'Gone Girl' Poster Reveals Amy Dunne's Angelic Eyes Watching Over A 'Creepy' Nick Dunne (PHOTO/TRAILER)

Director David Fincher’s “Gone Girl” adaptation has released a new poster for the film, adding a little more mystery to the thriller.

The film starring Ben Affleck (Nick Dunne) and Rosamund Pike (Amy Dunne) is about a husband whose life turns upside-down after his wife goes missing on their fifth wedding anniversary.

Nick quickly turns into the main suspect, but Amy’s husband is adamant he had nothing to do with her disappearance. As Nick attempts to prove his innocence, he finds out there may be more to his wife’s alleged kidnapping as things are not what they seem.

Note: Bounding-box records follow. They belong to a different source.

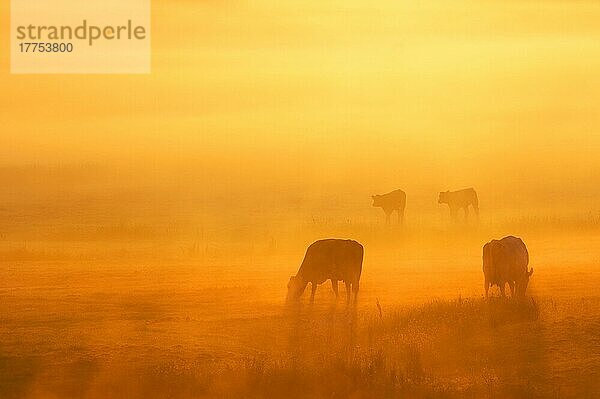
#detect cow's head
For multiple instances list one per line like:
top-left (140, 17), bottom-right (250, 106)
top-left (371, 195), bottom-right (381, 207)
top-left (286, 276), bottom-right (307, 302)
top-left (517, 267), bottom-right (533, 298)
top-left (438, 191), bottom-right (450, 204)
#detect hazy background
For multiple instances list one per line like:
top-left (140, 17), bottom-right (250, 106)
top-left (0, 1), bottom-right (600, 219)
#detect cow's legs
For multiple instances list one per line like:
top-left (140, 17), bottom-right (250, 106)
top-left (310, 282), bottom-right (317, 303)
top-left (450, 207), bottom-right (456, 222)
top-left (344, 281), bottom-right (352, 304)
top-left (508, 281), bottom-right (515, 298)
top-left (352, 281), bottom-right (359, 305)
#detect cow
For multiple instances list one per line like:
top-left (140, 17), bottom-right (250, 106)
top-left (371, 190), bottom-right (406, 223)
top-left (287, 239), bottom-right (364, 304)
top-left (483, 236), bottom-right (533, 298)
top-left (438, 187), bottom-right (479, 221)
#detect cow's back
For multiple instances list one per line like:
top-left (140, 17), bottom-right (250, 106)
top-left (382, 190), bottom-right (406, 208)
top-left (500, 236), bottom-right (529, 279)
top-left (448, 187), bottom-right (479, 206)
top-left (299, 239), bottom-right (364, 284)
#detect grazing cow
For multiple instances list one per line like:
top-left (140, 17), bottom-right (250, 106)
top-left (287, 239), bottom-right (364, 303)
top-left (371, 190), bottom-right (406, 223)
top-left (483, 236), bottom-right (533, 298)
top-left (438, 187), bottom-right (479, 221)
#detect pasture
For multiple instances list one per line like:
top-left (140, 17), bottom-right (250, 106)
top-left (0, 198), bottom-right (600, 398)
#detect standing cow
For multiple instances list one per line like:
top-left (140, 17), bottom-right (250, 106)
top-left (483, 236), bottom-right (533, 298)
top-left (438, 187), bottom-right (479, 221)
top-left (287, 239), bottom-right (364, 303)
top-left (371, 190), bottom-right (406, 223)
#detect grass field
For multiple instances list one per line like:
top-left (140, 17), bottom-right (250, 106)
top-left (0, 209), bottom-right (600, 398)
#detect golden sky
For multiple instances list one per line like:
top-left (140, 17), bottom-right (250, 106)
top-left (0, 0), bottom-right (600, 206)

“Gone Girl” is set to open in theaters on Oct. 3, but the film will premiere during the New York Film Festival on Sept. 26. Author Gillian Flynn recently spoke about the process of adapting her hit novel onto the big screen to Film Society.

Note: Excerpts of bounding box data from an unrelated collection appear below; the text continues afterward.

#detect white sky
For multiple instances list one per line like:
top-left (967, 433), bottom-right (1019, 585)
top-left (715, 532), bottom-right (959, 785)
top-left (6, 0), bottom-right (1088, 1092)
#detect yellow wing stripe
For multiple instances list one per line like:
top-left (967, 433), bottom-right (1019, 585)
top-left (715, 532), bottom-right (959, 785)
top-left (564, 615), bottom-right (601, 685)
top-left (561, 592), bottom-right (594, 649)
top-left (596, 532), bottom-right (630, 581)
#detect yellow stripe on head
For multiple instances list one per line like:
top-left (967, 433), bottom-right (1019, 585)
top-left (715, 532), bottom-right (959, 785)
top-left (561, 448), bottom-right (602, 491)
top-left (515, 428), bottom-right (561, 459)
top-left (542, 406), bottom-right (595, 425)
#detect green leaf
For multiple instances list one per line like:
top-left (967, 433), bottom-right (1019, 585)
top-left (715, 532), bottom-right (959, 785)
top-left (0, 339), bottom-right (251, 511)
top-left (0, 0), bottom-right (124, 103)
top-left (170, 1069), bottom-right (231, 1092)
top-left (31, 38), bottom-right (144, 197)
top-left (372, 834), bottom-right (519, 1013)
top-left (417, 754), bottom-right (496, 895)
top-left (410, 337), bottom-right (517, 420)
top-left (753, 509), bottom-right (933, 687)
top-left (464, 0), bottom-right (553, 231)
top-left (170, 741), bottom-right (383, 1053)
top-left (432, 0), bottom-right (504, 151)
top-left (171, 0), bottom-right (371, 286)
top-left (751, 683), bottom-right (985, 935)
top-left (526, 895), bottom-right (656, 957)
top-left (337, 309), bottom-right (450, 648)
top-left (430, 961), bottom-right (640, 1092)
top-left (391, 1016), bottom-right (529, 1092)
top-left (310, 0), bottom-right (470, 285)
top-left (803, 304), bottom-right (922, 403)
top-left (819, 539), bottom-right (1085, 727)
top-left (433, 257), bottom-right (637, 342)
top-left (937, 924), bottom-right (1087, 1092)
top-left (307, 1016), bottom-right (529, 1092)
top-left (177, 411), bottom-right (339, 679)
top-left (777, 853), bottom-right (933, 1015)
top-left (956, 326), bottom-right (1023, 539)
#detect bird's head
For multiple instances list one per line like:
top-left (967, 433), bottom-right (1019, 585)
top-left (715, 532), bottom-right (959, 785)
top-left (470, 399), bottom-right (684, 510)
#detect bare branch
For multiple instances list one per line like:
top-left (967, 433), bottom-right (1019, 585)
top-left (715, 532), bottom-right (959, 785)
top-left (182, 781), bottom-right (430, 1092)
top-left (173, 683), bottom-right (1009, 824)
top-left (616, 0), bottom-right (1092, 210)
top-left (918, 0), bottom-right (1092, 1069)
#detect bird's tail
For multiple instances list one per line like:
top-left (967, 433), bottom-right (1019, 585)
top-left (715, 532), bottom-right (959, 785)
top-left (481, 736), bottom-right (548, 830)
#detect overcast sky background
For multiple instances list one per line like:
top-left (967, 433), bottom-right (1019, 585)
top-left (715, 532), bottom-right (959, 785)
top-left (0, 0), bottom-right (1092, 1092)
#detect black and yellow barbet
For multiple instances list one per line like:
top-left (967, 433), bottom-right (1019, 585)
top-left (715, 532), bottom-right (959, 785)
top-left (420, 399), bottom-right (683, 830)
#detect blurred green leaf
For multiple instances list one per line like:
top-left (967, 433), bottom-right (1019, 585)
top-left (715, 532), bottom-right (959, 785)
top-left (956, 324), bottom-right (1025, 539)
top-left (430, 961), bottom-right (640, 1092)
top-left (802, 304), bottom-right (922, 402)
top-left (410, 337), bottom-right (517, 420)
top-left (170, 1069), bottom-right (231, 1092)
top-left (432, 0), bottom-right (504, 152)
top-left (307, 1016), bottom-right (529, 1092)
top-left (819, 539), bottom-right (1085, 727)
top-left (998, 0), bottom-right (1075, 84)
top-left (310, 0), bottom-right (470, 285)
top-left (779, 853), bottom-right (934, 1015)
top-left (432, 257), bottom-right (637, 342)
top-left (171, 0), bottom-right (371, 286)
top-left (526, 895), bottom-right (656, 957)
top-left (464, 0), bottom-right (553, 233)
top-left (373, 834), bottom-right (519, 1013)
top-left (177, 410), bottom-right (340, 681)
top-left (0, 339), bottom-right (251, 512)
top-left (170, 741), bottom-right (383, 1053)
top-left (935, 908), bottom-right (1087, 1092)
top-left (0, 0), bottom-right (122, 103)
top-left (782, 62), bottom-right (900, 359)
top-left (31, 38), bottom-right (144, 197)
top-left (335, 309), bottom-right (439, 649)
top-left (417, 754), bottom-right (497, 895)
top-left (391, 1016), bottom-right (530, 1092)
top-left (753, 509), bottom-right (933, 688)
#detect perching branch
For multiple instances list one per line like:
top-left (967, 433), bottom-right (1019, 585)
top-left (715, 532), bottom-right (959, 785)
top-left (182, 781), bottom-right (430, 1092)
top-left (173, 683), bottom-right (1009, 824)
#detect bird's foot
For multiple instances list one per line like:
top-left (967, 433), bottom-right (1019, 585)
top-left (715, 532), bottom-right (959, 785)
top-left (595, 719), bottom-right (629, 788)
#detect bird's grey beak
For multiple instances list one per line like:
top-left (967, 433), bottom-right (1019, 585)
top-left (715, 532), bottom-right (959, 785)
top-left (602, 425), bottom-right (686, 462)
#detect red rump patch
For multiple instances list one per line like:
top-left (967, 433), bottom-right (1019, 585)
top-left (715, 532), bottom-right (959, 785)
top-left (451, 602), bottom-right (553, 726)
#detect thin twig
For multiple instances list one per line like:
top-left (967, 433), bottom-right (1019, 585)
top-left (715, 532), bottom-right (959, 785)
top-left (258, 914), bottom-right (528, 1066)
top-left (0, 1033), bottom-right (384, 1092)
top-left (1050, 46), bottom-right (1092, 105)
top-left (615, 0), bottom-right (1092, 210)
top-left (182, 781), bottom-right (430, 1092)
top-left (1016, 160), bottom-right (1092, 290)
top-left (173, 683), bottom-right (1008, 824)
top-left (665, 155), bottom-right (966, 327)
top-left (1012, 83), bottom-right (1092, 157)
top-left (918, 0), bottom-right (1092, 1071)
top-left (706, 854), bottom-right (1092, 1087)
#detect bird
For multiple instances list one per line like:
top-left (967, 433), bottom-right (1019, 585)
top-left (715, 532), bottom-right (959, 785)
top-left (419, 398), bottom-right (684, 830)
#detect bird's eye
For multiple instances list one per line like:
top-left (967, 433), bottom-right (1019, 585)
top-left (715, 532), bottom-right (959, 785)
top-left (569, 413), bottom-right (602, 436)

Flynn was a newcomer to the script writing process, but had always been interested in film. According to Hit Fix, her father was a film professor who encouraged her interest in the craft. However, the adaptation process proved to be especially challenging for “Gone Girl.”

“The structure of the book poses particular challenges for adaptation,” Flynn told Film Society. “It's a very interior novel and plays a lot with time and chronology. It isn't a book you necessarily read and then think you can just slap it onto a movie screen. I had to take a step back and disassemble the book and put it back together again. To me that was part of the fun. It took on a second life.”

Flynn also admitted she wants couples to see the “Gone Girl” together, but it’s not because she wants to capitalize on “date night.”

“My fondest dream is that it will be the date movie that breaks up couples nationwide,” the author told Film Society. “Maybe people will walk out of there and think, ‘Maybe not. I don't know if I know you well enough…’ The movie is about how well you can possibly know one another.

“We're so steeped in pop culture and so steeped in different roles. How can you possibly combine with another person and have that truth exist in a relationship. The [story] definitely plays off of that idea.”